I was tired of his tirades and thus an MBA from Bombay was akin to ‘freedom’…from the bondage that I thought my parents had imposed on me. I was weary of the daily rants of “Do this…do that!”
“It’s my life! Why are you worried so much? Let me do things my way, and you stay clear of it!” I would imagine myself telling them at so many times.
Well, this was till the time I became a parent myself.
I have a daughter of 17 years, and a son of 10, and I can feel the pressure of being a parent – the immense responsibility accompanied by fear that comes from knowing that there’s someone who, if not guided by you carefully, can end up losing his or her way in this big world.
I’m sure the way I felt the pressure of my parents being behind my back, pushing me to ‘behave well, study hard, work harder’, my daughter must already be feeling it.
It’s now that I realize the importance of my parents’ upbringing – the values they taught me, and the way they guided me through life’s think and thins.
And not just me, I can see this realization in a lot of my friends who are going through the same pressure of being parents…the ‘pressure’ that that they mocked at when they were children and ‘bore the brunt’ of their parents’ consistent ranting and lecturing.

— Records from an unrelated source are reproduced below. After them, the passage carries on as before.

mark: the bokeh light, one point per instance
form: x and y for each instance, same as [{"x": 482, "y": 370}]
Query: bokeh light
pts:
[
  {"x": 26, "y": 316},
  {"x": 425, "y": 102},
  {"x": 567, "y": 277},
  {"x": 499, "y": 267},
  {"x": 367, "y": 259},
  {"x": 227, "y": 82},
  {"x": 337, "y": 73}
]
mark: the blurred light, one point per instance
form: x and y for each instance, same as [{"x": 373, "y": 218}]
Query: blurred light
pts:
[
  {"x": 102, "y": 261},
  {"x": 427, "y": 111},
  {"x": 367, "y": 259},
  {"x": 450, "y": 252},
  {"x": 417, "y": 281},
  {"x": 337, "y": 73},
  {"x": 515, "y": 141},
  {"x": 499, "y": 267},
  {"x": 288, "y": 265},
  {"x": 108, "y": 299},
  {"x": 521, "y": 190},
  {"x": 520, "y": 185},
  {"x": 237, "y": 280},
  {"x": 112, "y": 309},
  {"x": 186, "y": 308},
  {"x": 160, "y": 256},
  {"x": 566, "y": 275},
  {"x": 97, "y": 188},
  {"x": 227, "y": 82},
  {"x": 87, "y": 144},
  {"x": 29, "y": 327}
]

It’s now that I feel that grown-up children must change their views on parenting and treat their parents exactly the way they want to get treated at their children’s hand. I know it sounds selfish, but there’s no other way for this world to get its lost love and compassion back.
“Your parents, they give you your life, but then they try to give you their life,” said Chuck Palahniuk, the noted American fiction novelist.
In today’s world, where people are so tied up in work that they can see and think nothing but themselves, the parent-child relationship is standing at the brink of a deep crisis – and that’s what I understand is the reason why many of us children keep our parents out of your priorities.
As a young, modern society, we seem to have lost a huge part of our compassion towards our parents. We’ve become insensitive to the core values we were taught as children. Like me, even you must have been raised by parents who believed in the validity of a handshake and touching elders’ feet, and the importance of treating others as they themselves expected to be treated.
But tragically, as our parents age, they are faced with the realization and loss of these basic rules that binds our lives.
Just step back and reflect on the dignity that is owed to your ageing parents. Keep in mind what is hard for us as children, is ten-fold harder for our parents. Know that the process of growing old brings with it moments of freedom and joy, but it also carries fear and loss of personal worth.
The “what if’s” of life has become a reality and the ageing parents find themselves torn between living an independent life, and being dependent on their children.
Remember they never left us alone or afraid, and never ignored us as children. Instead, they always kept us close at hand and heart…always watching us carefully…always present for us through all our pains and trouble…always there.
When the roles reverse (like for me and maybe you, it has already reversed), we must remember to love and treat our parents with dignity and honour — for without them, we would be nothing.
We must change the way we treat our parents – physically, emotionally, financially – by preserving their dignity as they surrender to their ageing body and weakening soul.
This is probably the best gift of gratitude we as children can offer to them. After all, most of what we’ve learned…we’ve learned from our parents. If for nothing else, they have earned the right to earn our compassion, our gratitude, and a place in our priority list.
I can imagine a world where every child respects his parents and gets respect from his/her child. It would indeed be a wonderful world!
What do you say?
Jigar says
Very True Vishal. We are nothing without our parents. Their place comes even before GOD. I also love my parents very much.